The red ink at the California Public Employees’ Retirement System and the California State Teachers’ Retirement System wasn’t a surprise, given the stock market’s dive over the last year. (Despite the funds’ diversification, stocks still make up more than half of their holdings.)
But too many years like this one would be bad news all around -- because, dear fellow California taxpayer, guess who risks getting stuck with the bill if the pension funds can’t earn enough to pay the benefits already promised to public-sector workers?
CalPERS said it lost 2.4% in the June 30 fiscal year on its $239-billion fund. CalSTRS’ $162-billion fund had a loss of 3.7%.
The numbers are preliminary, and the final losses probably will be worse because both funds measure their holdings in real estate and private-equity investments only through March 31 when calculating the total portfolio returns. (It takes a while to collect final quarterly data for that stuff.)
The numbers also are before investment fees. In CalPERS’ case, fees reduced the gross return by 0.3 percentage point in the previous fiscal year.
CalPERS’ portfolio performed better than CalSTRS’ in part because CalPERS last year moved a small portion of the fund into commodities -- just in time to catch the latest big rally in raw materials, including crude oil. The ‘inflation-linked’ portion of the fund’s portfolio, which includes commodities, soared 22.9% in the period measured.
By contrast, CalPERS lost an estimated 12% on its U.S. stock portfolio in the 12 months. CalSTRS’ U.S. stock portfolio lost 13.4%. The broad Russell 3,000 stock index fell 12.6% in the period.
How the funds fared with other assets:
--The teachers’ fund did better with its foreign stock holdings: It lost 5.8% on those issues compared with a 7.8% drop at CalPERS.
--Returns on bonds and other fixed-income investments came to 7.7% at CalPERS and 6.1% at CalSTRS.

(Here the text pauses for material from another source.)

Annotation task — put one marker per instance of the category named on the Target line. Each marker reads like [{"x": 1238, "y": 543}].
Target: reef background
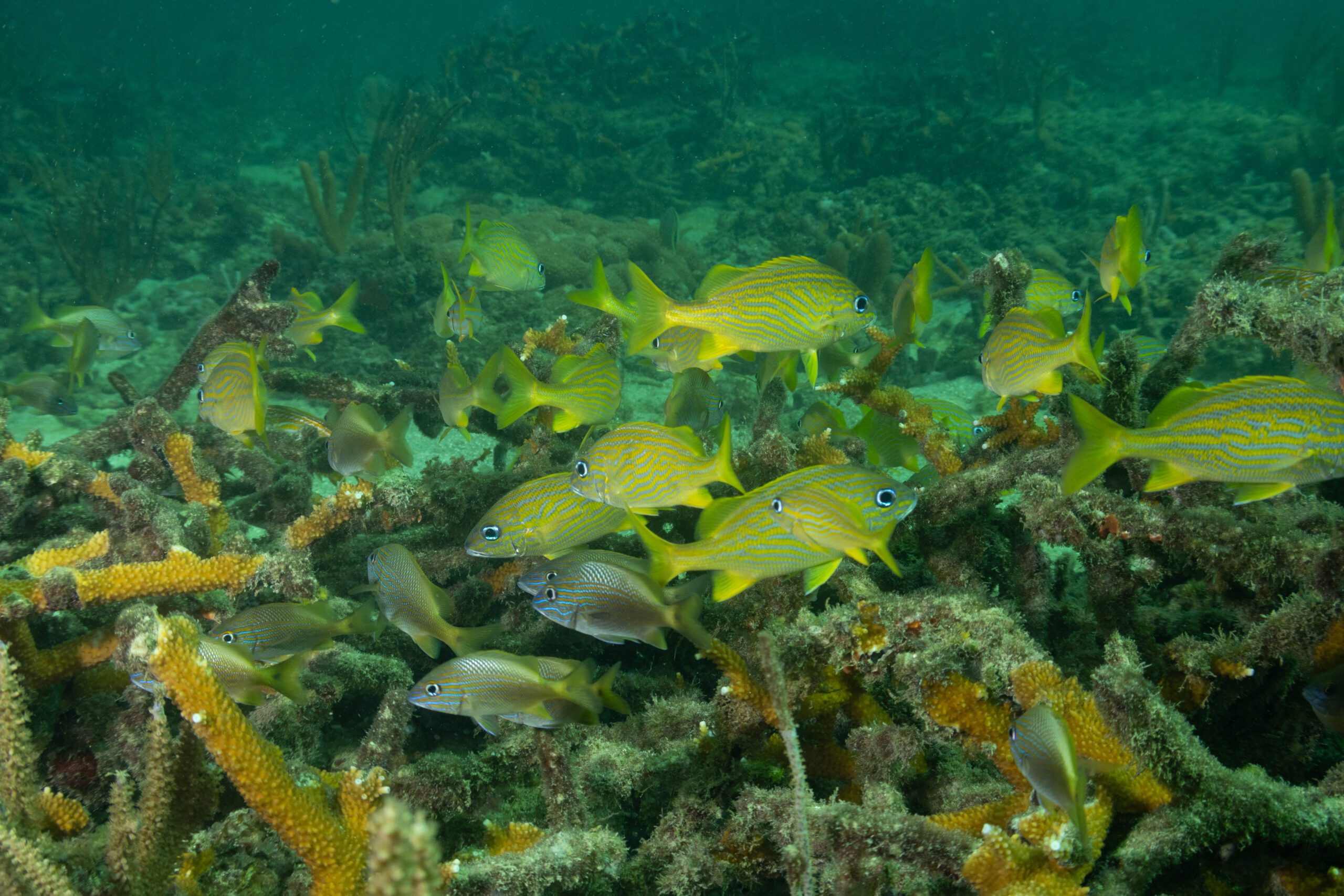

--The funds continued to earn decent money on their real estate holdings, although CalSTRS fared much better in that sector, earning an estimated 11.8% in the period measured, compared with 8.1% for CalPERS.
--Private equity returns, such as from investments in firms taken private in leveraged buyouts, totaled 19.6% for the period measured at CalPERS and 11.6% at CalSTRS.
CalPERS said its overall portfolio loss ‘will have no immediate or significant impact, in and of itself, on California employers’ budgets next year or on the pension fund’s ability to pay benefits.’ That’s because the fund calculates the contributions it needs by smoothing portfolio returns over a 15-year period.
Measured over the last five years, the CalPERS fund’s average annual return was 11.4%, well above the 7.75% it says it needs to earn to finance its promises to public workers. CalSTRS’ five-year annual average return was 11.5%, compared with its target of 8%.
For their own sakes, California taxpayers should hope the good times resume soon.